On the 6500 block of Langley, Eric Stewart’s firm, Fashion Fair Homes, plans to break ground June 29 on a contemporary-styled house that will be priced at about $295,000.
Two blocks north on Langley, five Black developers bought 12 vacant lots where they plan to build new homes.
“For us it was, ‘change is not coming unless we bring the change ourselves,’ ” says Bonita Harrison, principal of KMB Realty, part of the “buy the block” initiative on Langley.
That’s the sort of vision that Haynes Duncan says she and her husband “wanted to be involved in, Black professionals building our communities in an intentional way.”
As homeowners, they’ll bring new life to a formerly derelict building, and as landlords of the second unit, they’ll offer affordable, newly renovated housing to others who want to stay in West Woodlawn. Both they and their tenants will help support existing businesses, such as the Jewel at 63rd and Cottage Grove, and contribute to demand for new businesses.
Ald. Jeanette Taylor, whose 20th Ward includes West Woodlawn, says she welcomes the round of new homes, but guardedly. “In the 20th Ward we have 4,000 vacant lots,” Taylor says. About half are city-owned and half privately owned. “We have to get those lots filled, but I have enough strangers coming in and taking the money they make out of Chicago and even out of the state.”

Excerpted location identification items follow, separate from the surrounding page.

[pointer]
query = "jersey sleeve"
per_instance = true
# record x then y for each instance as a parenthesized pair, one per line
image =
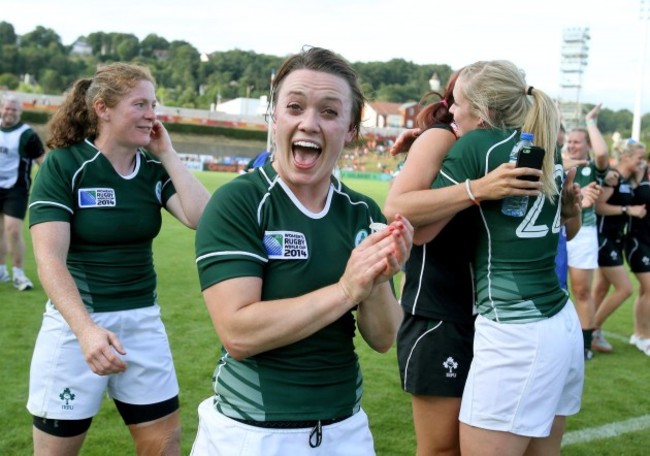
(229, 237)
(52, 198)
(461, 163)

Taylor declines to comment on the specifics of any developers mentioned in this story but says, “If they’re going to be accountable, if they’re going to build for the people who are in my community and not turn it into gentrification, that’s what we want.”
FIGHTING GENTRIFICATION
A wave of affordable developments in West Woodlawn now could act as a sort of firebreak in later years against the anticipated impact of the Obama Presidential Center: rapid gentrification of the eastern portion of Woodlawn adjacent to the Jackson Park site. Development pressure is also building in Woodlawn just south of the University of Chicago campus, where new single-family homes priced in the mid-$700,000s appeal to buyers who may have been priced out of Hyde Park to the north.
“I don’t think it’s OK to just leave the neighborhood as it is and watch someone else come do it” a few years down the line, Harrison says.
“We’ll do it now, for us,” Harrison says. As well as being part of “buy the bock” on Langley, she rehabbed a 1910s brick two-flat on the 6500 block of Champlain Avenue that her firm sold in March for $450,000.
For McMorris, the effort to build back the neighborhood is deeply personal. Now a strategy and government affairs consultant based in Washington, D.C., he grew up on Marquette Road in West Woodlawn. The greystone has been in his family for at least 60 years, and while visiting several years ago, he says, “I sat on the steps and I looked across the street at the same vacant lots that I had looked at four decades ago.”
McMorris told himself, he says, “We have to start somewhere to reverse this paradigm. We have to drop a pebble somewhere, and it’s going to be here.”
Two-flats, whether built new or rehabbed, are a good place to start because in Chicago they’ve traditionally been practical wealth-builders. The rent that livein owners collect on the second unit defrays their mortgage cost, accelerating their growth in household wealth.
The two-flat model also works for Taylor because of the rental component. “That can be housing for the people who have been here in my community,” she says, “and want to stay in my community.”
Altheimer, who’s built up a portfolio of a few hundred apartments under his primary firm, Miro Development, says he’ll draw on his expertise to train his two-flat buyers on the nuts and bolts and the tribulations of being a landlord. He will also offer to manage their rentals.